The five-storey tower contains 379 stairs that winds up to the top while the base is built with alternate angular and circular flutings with balconies on the sides. Verses from the Qur’an (Koran) are carved along the sandstone walls, encouraging people to pray in the Quwwat-ul-Islam mosque.
With a height of 72.5 meters, a base diameter of 14.32 meters and the top tower at 2.75 meters, Qutub Minar provides a wonderful view of the city from the top. Visitors can see the Hauz Khas Complex on the left side and the Siri Fort and the walls of Jahanpanah on the right. Visitors can also see Humayun’s Tomb, Firoz Shah, Tughlaqabad, Purana Qila and Jama Masjid from the top of Qutub Minar.
Qutub Minar is found in a site where several other notable structures are worth visiting as well. The Qutub Complex includes the Iron Pillar, one of the world’s metallurgical curiosities. The Iron Pillar is often visited by tourists because of its traditional belief that if a person stands in front of the pillar with his back facing the column and can wrap their arms around it, all his or her wishes will comes true. Because of this, and also to protect the structure, the government surrounded it with a fence to keep it well-maintained and safe.

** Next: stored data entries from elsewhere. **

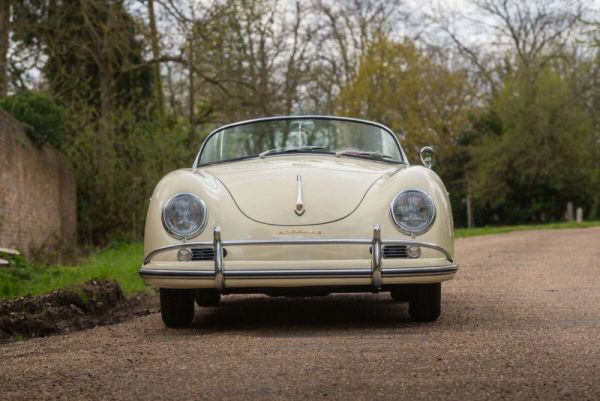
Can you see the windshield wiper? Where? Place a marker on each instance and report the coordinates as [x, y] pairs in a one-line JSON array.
[[365, 154], [290, 150]]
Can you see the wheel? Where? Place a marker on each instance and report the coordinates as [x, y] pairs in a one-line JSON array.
[[207, 297], [176, 307], [425, 302]]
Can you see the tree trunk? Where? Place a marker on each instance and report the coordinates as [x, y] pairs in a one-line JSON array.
[[191, 97], [160, 103], [4, 44]]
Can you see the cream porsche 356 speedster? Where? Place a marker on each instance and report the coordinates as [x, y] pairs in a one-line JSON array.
[[299, 206]]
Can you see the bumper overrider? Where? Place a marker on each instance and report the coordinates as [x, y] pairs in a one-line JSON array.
[[376, 272]]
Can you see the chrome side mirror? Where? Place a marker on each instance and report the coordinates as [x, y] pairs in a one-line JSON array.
[[427, 156]]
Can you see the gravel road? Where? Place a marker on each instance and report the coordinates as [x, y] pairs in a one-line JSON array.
[[520, 321]]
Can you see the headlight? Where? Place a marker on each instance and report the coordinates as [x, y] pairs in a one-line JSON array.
[[184, 215], [413, 211]]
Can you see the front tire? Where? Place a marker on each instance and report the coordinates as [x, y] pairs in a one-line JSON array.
[[425, 304], [176, 307]]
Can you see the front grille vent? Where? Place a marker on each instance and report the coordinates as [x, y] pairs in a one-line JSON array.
[[394, 251], [203, 254]]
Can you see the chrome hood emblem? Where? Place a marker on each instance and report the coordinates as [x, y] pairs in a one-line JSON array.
[[299, 201]]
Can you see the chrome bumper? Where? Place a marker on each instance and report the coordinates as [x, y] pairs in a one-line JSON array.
[[375, 271]]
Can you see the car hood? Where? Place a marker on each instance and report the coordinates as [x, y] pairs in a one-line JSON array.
[[266, 190]]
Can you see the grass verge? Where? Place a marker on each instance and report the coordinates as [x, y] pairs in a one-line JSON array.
[[120, 263], [472, 232]]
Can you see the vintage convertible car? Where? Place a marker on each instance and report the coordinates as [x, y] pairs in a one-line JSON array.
[[298, 206]]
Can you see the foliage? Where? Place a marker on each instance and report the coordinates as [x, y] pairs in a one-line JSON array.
[[515, 123], [541, 160], [44, 120], [119, 262]]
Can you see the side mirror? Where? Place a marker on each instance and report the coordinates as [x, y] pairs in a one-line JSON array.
[[427, 156]]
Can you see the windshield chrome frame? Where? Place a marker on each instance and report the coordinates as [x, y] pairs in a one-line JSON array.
[[299, 117]]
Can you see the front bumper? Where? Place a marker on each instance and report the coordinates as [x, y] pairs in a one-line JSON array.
[[337, 274]]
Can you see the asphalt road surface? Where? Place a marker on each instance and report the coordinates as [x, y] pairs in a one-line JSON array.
[[520, 321]]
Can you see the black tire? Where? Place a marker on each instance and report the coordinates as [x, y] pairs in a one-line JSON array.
[[176, 307], [207, 297], [425, 303]]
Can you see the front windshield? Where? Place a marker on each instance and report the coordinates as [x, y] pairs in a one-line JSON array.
[[303, 135]]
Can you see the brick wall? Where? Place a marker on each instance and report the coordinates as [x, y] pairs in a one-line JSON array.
[[38, 204]]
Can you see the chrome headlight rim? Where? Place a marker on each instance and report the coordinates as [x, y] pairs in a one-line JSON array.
[[201, 226], [407, 230]]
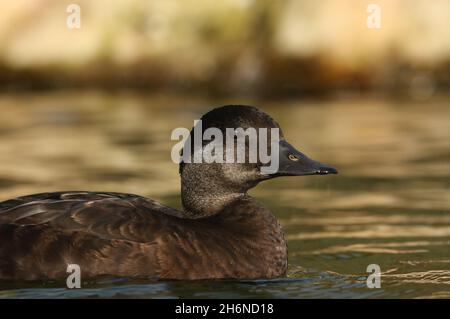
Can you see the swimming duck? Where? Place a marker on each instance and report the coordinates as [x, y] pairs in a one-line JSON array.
[[222, 232]]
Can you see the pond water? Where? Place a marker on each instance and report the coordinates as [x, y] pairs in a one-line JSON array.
[[389, 205]]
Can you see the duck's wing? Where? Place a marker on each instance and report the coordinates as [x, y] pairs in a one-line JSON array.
[[107, 215], [104, 232]]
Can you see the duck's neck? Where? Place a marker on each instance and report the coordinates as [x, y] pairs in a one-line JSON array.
[[203, 195]]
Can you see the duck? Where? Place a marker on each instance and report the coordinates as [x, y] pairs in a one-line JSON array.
[[221, 233]]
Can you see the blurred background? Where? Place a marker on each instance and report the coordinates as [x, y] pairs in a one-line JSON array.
[[257, 48], [93, 108]]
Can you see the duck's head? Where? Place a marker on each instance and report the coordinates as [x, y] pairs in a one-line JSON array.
[[227, 179]]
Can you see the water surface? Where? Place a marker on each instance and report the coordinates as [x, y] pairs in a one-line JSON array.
[[389, 205]]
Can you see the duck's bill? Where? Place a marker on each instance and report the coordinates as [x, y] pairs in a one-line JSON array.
[[294, 163]]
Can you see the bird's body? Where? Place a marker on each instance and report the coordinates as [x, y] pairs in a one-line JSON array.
[[221, 232], [129, 235]]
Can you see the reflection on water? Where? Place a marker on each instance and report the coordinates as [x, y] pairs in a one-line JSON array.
[[389, 205]]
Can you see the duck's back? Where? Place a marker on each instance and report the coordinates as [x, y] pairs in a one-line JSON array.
[[105, 233], [129, 235]]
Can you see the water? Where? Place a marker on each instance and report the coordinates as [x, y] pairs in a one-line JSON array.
[[389, 205]]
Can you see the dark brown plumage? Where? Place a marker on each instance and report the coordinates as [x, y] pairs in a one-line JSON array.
[[222, 232]]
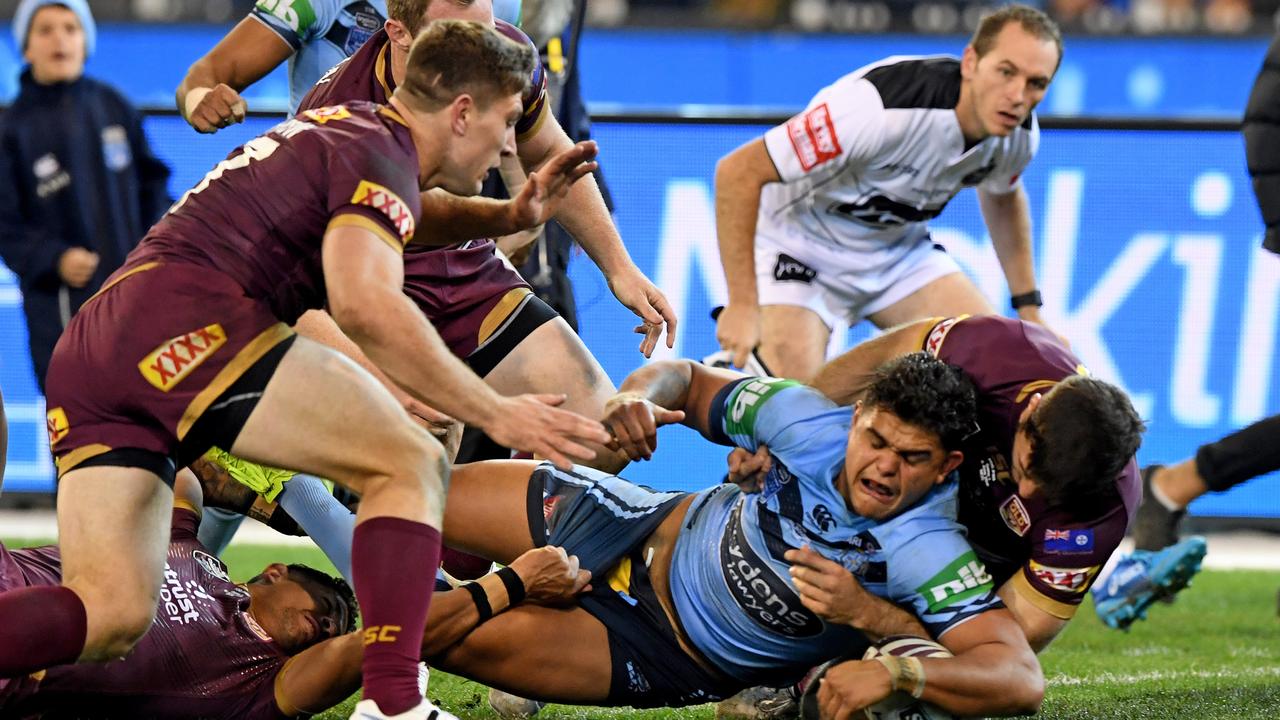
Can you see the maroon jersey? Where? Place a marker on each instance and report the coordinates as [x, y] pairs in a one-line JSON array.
[[204, 656], [368, 76], [259, 217], [1052, 554]]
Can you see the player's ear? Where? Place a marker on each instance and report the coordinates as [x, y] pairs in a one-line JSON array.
[[952, 460], [274, 573], [400, 35], [460, 113], [968, 62]]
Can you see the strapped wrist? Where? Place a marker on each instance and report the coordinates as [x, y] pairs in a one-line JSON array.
[[905, 673]]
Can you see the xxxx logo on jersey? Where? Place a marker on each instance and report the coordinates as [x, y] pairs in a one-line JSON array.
[[56, 425], [167, 365], [387, 203]]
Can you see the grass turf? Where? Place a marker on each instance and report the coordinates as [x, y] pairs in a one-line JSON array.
[[1214, 654]]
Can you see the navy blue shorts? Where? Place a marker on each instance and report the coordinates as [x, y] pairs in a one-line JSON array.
[[604, 520]]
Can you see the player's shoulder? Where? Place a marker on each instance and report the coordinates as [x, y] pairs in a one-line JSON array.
[[914, 82]]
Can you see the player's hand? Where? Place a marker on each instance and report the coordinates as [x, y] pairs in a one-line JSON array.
[[547, 187], [551, 575], [826, 587], [748, 469], [634, 423], [849, 687], [442, 427], [210, 109], [644, 299], [737, 329], [516, 245], [77, 265], [531, 423]]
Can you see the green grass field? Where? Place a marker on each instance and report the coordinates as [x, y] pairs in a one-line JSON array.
[[1215, 654]]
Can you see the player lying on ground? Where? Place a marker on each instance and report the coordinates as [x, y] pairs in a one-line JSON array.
[[278, 646], [693, 595], [188, 346]]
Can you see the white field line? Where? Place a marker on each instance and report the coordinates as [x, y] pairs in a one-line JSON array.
[[1136, 678]]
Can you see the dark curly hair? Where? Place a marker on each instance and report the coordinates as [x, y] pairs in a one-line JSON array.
[[305, 574], [1083, 433], [927, 392]]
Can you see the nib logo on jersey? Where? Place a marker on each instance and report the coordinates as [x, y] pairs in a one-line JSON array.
[[759, 592], [963, 579]]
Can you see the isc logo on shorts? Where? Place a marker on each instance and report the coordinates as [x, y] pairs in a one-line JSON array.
[[387, 203], [167, 365]]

Throughout the ages, the tower has met damages due to earthquakes and other natural conditions. Constant repair and renovations by rulers and governments ensured that its beauty and magnificence is preserved. However, because of these reasons, the tower is not as perfectly straight anymore. A closer look will let you realize that it is somewhat tilting to one side, that only adds to the uniqueness of this must-see site.